The New York schooner yacht Jesse Carll was built at Northport, New York in 1885. She was launched on 17 August 1885 as a pilot boat, No. 10. She was named in honor of the shipbuilder, Jesse Carll. On her mainsail was the large letter "X", that identified the boat as the Jesse Carll, No. 10.

The Jesse Carll was registered as a New York Pilot Schooner with the Record of American and Foreign Shipping, from 1886 to 1900. Her dimensions were 81 ft. in length; 23 ft. breadth of beam; 10 ft. depth (deep); 5 ft. draught; and 61-tons, making her the largest vessel in the Sandy Hook service. William H. Anderson was the ship master. She was owned by the Jesse Carll, Pilots George H. Sisco and D. H. Nicholl.

In the March Great Blizzard of 1888, pilot boat Jesse Carll, No, 10 was out on pilot duty after the storm. Her captain, Pilot W. H. Anderson spotted a wooden hatch of a pilot boat that sank during the blizzard.

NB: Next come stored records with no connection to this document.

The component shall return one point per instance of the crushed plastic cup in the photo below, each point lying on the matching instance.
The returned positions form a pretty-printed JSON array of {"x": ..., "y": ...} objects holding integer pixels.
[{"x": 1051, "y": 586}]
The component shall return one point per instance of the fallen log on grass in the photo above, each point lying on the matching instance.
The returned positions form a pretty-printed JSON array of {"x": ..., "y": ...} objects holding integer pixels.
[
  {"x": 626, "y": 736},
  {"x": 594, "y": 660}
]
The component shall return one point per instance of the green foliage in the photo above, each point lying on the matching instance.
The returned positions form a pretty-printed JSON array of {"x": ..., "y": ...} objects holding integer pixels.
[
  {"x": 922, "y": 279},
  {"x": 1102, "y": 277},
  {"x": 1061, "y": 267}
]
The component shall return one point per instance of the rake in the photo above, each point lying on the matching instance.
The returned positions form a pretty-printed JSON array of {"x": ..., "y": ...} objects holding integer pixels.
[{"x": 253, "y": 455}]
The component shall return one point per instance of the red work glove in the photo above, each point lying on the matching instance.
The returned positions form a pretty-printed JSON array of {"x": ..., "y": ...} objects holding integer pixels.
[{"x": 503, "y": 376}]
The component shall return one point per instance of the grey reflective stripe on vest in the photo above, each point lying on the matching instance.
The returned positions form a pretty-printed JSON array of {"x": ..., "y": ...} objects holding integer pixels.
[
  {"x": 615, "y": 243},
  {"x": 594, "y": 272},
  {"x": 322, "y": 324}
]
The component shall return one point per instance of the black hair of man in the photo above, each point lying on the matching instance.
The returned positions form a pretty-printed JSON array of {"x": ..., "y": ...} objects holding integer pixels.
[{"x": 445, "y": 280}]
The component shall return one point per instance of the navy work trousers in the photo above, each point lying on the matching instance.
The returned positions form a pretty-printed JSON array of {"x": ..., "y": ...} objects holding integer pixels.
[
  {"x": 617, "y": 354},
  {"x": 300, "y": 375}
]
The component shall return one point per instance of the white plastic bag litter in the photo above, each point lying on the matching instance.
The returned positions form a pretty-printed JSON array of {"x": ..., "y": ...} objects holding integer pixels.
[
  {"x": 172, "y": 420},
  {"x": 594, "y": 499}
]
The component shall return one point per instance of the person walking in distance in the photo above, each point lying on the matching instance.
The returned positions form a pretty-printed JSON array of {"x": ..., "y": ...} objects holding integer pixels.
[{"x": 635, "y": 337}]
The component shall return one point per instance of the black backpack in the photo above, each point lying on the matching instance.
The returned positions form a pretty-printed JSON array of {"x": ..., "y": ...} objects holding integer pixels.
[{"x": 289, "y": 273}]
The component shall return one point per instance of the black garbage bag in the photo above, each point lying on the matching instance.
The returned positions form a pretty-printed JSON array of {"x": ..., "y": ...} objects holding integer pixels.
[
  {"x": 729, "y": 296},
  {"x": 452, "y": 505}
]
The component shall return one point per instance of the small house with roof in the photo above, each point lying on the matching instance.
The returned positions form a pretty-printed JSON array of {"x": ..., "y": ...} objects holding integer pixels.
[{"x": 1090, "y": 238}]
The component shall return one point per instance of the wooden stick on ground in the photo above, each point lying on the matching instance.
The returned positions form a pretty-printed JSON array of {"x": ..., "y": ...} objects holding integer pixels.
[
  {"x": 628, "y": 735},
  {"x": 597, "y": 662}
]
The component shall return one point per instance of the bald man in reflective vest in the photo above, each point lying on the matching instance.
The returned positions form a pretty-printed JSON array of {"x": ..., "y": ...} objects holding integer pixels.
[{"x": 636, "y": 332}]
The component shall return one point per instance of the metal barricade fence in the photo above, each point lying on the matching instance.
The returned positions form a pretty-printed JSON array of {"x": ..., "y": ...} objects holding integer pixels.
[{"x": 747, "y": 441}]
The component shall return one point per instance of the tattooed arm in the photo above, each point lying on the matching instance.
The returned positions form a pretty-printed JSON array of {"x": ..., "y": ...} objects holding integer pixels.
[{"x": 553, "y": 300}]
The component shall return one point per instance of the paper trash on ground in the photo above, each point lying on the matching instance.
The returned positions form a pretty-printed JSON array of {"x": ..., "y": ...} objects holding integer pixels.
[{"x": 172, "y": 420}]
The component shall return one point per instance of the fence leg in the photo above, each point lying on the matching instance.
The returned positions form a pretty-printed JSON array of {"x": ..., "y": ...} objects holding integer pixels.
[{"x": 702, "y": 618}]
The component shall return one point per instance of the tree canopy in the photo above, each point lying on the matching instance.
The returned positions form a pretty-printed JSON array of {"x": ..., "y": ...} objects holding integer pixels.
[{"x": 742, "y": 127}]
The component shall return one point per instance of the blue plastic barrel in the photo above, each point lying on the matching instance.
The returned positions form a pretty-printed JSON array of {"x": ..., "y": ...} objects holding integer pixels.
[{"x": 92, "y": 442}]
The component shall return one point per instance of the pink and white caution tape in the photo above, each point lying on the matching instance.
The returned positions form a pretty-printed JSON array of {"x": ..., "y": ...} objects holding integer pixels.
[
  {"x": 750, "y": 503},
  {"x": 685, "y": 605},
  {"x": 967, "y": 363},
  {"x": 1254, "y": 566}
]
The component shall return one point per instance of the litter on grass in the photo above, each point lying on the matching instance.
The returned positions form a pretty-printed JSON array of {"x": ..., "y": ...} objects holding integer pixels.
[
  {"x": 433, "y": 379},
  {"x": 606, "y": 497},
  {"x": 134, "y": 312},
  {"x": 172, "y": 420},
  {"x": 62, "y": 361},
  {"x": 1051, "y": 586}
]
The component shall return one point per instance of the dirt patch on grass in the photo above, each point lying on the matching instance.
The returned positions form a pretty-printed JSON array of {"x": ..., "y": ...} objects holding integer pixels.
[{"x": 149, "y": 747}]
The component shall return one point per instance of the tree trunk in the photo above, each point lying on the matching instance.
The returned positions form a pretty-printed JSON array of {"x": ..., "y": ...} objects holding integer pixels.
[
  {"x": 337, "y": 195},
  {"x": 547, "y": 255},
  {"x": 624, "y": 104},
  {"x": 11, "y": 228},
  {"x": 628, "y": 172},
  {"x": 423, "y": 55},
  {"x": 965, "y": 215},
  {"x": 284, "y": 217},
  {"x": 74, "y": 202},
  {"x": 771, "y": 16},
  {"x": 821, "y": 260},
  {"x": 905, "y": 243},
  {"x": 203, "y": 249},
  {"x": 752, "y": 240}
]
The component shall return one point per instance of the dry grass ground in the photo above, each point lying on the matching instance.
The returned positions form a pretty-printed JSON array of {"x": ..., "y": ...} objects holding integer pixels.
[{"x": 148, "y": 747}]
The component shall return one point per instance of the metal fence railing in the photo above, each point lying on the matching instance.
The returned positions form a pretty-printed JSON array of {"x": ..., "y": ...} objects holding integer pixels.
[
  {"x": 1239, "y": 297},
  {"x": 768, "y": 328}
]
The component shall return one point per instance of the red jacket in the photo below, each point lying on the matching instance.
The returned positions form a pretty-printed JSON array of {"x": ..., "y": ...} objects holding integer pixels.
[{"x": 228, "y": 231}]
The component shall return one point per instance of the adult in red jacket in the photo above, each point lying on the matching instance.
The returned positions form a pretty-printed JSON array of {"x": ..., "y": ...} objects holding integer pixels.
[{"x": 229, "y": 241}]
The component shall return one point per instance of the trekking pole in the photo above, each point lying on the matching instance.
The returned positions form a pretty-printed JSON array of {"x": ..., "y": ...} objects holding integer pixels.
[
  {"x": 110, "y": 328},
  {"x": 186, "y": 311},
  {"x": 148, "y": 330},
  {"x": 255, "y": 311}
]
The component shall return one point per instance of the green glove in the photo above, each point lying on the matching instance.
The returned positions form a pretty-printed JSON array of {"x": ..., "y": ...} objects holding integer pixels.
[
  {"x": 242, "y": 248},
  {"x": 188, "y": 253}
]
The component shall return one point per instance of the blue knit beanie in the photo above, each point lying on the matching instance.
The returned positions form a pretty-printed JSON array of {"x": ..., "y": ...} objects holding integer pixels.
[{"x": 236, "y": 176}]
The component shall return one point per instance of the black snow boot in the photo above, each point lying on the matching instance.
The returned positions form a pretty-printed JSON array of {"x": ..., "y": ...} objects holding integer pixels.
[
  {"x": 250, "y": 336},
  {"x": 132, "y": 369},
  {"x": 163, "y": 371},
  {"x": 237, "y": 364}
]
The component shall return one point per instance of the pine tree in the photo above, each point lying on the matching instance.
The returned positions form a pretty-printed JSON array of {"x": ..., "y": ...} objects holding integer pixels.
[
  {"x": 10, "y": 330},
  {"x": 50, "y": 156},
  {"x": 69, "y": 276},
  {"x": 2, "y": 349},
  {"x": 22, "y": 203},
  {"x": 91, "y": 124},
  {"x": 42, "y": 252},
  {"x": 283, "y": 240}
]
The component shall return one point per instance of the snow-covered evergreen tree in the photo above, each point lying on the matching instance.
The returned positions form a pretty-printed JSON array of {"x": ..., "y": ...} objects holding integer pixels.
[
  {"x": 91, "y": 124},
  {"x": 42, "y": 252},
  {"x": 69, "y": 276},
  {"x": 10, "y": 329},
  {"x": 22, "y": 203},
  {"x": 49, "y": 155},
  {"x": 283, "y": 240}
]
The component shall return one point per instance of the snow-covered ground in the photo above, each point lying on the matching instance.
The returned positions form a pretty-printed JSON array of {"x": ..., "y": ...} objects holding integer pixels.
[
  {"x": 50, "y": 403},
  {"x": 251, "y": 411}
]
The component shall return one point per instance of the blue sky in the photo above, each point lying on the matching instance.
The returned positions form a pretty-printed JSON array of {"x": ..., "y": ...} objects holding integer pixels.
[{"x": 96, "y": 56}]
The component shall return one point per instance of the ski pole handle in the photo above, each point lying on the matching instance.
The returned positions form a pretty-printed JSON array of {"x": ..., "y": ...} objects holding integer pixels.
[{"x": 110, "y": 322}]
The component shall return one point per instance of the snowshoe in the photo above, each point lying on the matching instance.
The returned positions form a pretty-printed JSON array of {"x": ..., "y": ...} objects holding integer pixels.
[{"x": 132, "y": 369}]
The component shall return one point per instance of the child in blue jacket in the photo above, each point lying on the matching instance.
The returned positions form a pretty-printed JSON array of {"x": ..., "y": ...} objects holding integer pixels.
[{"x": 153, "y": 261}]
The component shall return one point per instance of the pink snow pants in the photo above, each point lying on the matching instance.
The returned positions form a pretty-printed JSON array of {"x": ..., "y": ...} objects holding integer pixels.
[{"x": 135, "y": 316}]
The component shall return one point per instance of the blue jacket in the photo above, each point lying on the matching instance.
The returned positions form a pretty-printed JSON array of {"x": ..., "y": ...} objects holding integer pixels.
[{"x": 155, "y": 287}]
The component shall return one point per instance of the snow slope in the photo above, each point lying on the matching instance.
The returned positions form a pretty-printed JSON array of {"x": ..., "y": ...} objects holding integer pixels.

In the summer of 1888, author and New York newspaper editor Charles Edward Russell talked about being on the pilot boat Edward F. Williams and racing with the pilot boat Jesse Carll, No. 10. When they saw a steam liner that needed a pilot, they raced to see which pilot boat could reach her first. The pilots from both boats took yawls and rowed them to the steamer to reach the steamer's ladder. As both yawls came to the ladder, pilot Moller from the Williams went up the side of the steamer first to salute the captain.

In 1889, Gideon L. Mapes was in charge of the pilot boat Jesse Carll, No. 10 when it was off Fire Island and got stuck on a sandbar at Zach's Inlet during a thunderstorm. Mapes and the ten men on board were taken ashore in life-saving boats. The Jesse Carll was later raised and repaired.

==End of service==

On 1 February 1896, the New York Pilots discarded sixteen sailboats and moved them to the Erie Basin in Brooklyn. They were replaced with steam pilot boats. The Jesse Carll was sold for $5,500.